Closed Missthepast closed 1 month ago

Missthepast commented 1 month ago

I'm using version 2.9 and install with conda. The commands used are as follows: /script/conda_lib/bin/cutadapt -a GAGGAG -A AGAAAG -g CCGATCT -G CTCTAT -n 2 --trim-n --max-n 5 -q 10 -m 35 -j 15 -o 1_cut.fq.gz -p 2_cut.fq.gz 1.fq.gz 2.fq.gz --report=full >cutadapt.log ERROR: ERROR: Traceback (most recent call last): File "/script/conda_lib/lib/python3.7/site-packages/cutadapt/pipeline.py", line 529, in run (n, bp1, bp2) = self._pipeline.process_reads() File "/script/conda_lib/lib/python3.7/site-packages/cutadapt/pipeline.py", line 364, in process_reads for read1, read2 in self._reader: File "/script/conda_lib/lib/python3.7/site-packages/dnaio/init.py", line 266, in iter r2 = next(it2) File "src/dnaio/_core.pyx", line 250, in fastq_iter dnaio.exceptions.FastqFormatError: Error in FASTQ file at line 20136: Length of sequence and qualities differ I use this line of command to execute other fastq.gz files without errors, as well as check the 20136 line, the sequence and the quality fraction length are consistent, I would like to ask why this is Z5 P078GB}9VKYB(CW$9B3S

marcelm commented 1 month ago

Hi, the line number is probably incorrect (this is a known bug).

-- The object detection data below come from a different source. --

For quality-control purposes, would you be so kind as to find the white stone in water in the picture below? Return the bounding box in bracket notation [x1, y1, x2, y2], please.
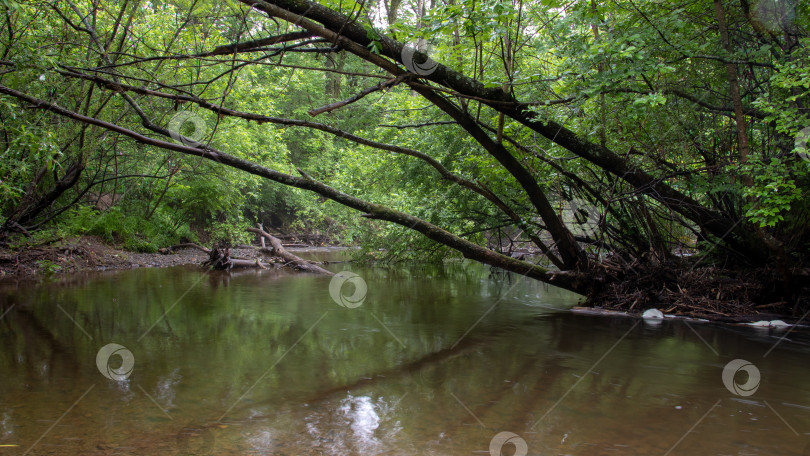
[641, 309, 664, 319]
[748, 320, 771, 328]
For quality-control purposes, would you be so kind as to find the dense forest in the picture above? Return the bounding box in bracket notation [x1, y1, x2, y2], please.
[0, 0, 810, 317]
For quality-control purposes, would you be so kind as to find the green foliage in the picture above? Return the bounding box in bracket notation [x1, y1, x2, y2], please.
[743, 158, 807, 227]
[65, 206, 196, 253]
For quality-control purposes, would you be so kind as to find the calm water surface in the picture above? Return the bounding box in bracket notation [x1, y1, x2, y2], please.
[0, 251, 810, 456]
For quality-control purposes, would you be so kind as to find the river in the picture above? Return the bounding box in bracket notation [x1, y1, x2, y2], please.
[0, 252, 810, 456]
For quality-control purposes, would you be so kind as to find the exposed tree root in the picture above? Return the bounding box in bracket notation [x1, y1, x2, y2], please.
[588, 260, 810, 321]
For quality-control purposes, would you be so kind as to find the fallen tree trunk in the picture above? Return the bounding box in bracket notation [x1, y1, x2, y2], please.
[158, 242, 211, 255]
[248, 225, 335, 275]
[203, 246, 267, 271]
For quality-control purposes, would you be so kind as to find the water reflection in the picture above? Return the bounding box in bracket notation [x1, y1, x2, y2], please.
[0, 263, 810, 455]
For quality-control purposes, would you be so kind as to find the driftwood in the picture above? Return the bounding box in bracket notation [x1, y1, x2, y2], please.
[203, 246, 267, 271]
[248, 225, 335, 275]
[158, 242, 211, 255]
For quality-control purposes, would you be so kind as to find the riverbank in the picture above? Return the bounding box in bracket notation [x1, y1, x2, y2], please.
[0, 236, 294, 278]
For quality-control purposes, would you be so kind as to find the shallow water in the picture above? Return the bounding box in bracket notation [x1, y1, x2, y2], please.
[0, 252, 810, 456]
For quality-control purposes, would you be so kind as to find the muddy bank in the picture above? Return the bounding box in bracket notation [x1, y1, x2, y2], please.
[0, 236, 332, 278]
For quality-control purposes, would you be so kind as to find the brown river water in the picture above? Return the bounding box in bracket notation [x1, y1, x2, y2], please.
[0, 252, 810, 456]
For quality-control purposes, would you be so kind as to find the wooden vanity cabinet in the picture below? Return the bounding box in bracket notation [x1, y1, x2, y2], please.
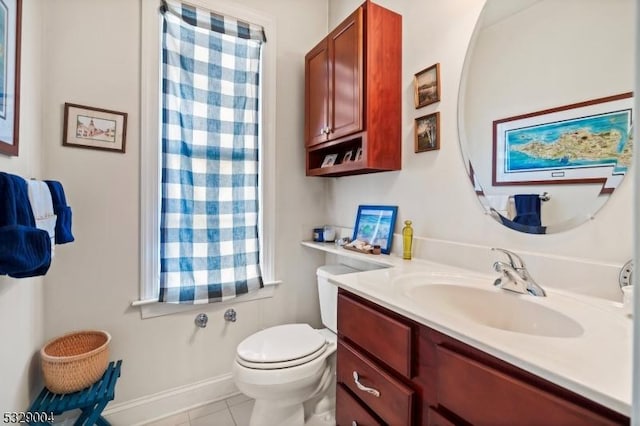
[336, 289, 630, 426]
[305, 0, 402, 176]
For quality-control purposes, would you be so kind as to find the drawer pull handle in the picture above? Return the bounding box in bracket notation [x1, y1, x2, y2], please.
[353, 371, 380, 398]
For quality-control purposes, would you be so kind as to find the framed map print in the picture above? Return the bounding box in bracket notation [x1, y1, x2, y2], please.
[492, 93, 633, 186]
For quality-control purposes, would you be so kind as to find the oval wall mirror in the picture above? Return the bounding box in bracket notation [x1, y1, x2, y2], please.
[458, 0, 635, 234]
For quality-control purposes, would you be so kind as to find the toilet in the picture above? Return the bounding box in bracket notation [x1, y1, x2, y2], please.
[232, 265, 357, 426]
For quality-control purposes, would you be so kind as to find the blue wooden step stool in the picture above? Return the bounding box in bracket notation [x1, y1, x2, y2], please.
[29, 360, 122, 426]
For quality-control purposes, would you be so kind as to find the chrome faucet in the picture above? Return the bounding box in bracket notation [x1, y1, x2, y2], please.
[491, 247, 547, 296]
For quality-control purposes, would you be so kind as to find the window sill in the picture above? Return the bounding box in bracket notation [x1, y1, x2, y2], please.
[131, 281, 282, 319]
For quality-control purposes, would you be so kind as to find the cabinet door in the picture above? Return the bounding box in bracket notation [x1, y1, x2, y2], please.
[305, 39, 330, 146]
[336, 384, 382, 426]
[336, 340, 415, 426]
[437, 346, 619, 426]
[328, 7, 364, 140]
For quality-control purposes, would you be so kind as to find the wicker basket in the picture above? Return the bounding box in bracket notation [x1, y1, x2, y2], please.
[40, 330, 111, 394]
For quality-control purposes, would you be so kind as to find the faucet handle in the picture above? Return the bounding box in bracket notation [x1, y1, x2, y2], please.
[491, 247, 525, 269]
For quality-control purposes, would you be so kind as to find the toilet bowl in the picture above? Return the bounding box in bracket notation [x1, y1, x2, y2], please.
[232, 265, 357, 426]
[233, 324, 337, 426]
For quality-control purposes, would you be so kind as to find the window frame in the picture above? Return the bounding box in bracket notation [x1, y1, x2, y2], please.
[138, 0, 280, 318]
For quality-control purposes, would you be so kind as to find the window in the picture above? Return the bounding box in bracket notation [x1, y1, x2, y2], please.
[134, 0, 276, 316]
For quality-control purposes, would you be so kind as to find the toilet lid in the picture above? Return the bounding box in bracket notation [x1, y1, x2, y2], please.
[237, 324, 326, 363]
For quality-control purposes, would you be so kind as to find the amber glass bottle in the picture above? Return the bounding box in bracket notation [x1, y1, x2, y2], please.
[402, 220, 413, 260]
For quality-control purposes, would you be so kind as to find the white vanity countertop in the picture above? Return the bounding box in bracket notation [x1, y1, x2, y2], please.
[302, 242, 632, 416]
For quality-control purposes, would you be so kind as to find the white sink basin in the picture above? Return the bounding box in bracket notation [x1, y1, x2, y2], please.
[394, 276, 584, 338]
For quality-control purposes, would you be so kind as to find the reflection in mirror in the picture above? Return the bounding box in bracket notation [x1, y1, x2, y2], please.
[458, 0, 635, 234]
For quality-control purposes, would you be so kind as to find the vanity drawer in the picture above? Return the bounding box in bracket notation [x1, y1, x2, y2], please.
[337, 340, 414, 426]
[338, 293, 412, 378]
[336, 384, 383, 426]
[437, 346, 619, 426]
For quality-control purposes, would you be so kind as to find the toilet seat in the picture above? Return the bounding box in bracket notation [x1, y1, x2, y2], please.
[237, 324, 328, 370]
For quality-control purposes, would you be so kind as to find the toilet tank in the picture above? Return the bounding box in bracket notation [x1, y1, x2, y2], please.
[316, 265, 358, 334]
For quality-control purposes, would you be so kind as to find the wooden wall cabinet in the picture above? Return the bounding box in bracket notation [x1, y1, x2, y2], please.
[305, 0, 402, 176]
[336, 289, 630, 426]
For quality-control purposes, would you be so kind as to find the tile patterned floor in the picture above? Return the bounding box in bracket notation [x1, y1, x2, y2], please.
[146, 394, 254, 426]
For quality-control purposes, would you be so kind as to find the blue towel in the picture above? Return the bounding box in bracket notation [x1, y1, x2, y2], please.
[44, 180, 75, 244]
[492, 209, 547, 234]
[513, 194, 542, 226]
[0, 172, 51, 278]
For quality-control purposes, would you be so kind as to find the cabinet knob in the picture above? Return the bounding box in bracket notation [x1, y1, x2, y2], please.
[353, 371, 380, 398]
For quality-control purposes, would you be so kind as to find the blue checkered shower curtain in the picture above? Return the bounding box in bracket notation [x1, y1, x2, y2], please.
[159, 1, 266, 304]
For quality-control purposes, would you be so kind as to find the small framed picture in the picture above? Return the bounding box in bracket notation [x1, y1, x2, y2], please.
[62, 103, 127, 153]
[414, 63, 440, 109]
[352, 205, 398, 254]
[354, 147, 362, 161]
[415, 112, 440, 152]
[320, 154, 338, 167]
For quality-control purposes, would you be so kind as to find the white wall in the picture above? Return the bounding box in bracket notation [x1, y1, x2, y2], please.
[37, 0, 327, 415]
[0, 0, 46, 412]
[329, 0, 633, 275]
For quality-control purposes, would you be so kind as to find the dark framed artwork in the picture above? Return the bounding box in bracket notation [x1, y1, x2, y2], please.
[414, 112, 440, 152]
[414, 63, 440, 109]
[0, 0, 22, 157]
[63, 103, 127, 153]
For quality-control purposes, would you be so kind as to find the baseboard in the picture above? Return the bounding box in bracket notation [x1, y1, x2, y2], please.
[103, 373, 239, 426]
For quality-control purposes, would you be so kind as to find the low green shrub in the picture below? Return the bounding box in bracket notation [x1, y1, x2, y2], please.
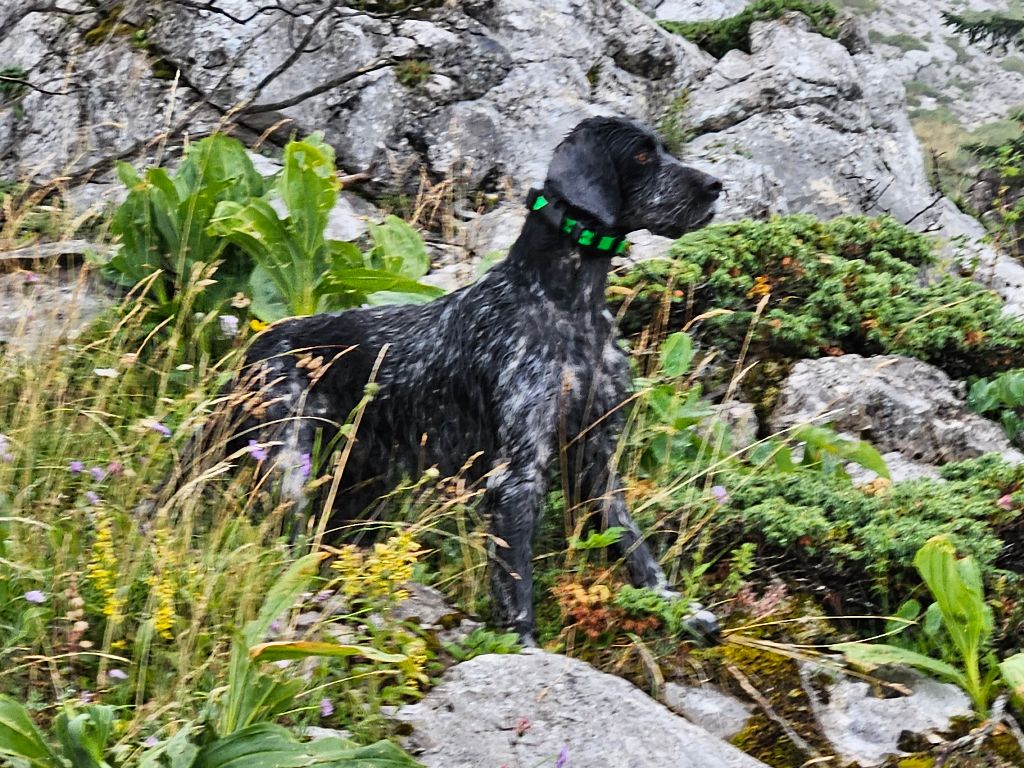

The problem is probably somewhere later in the file. I think you may get the correct line number if you run Cutadapt with only one thread -j 1.

But to be clear: I’m quite sure that there is a broken FASTQ record in the input file. This often happens when the file is truncated, so I suggest you check the very last lines in the file manually.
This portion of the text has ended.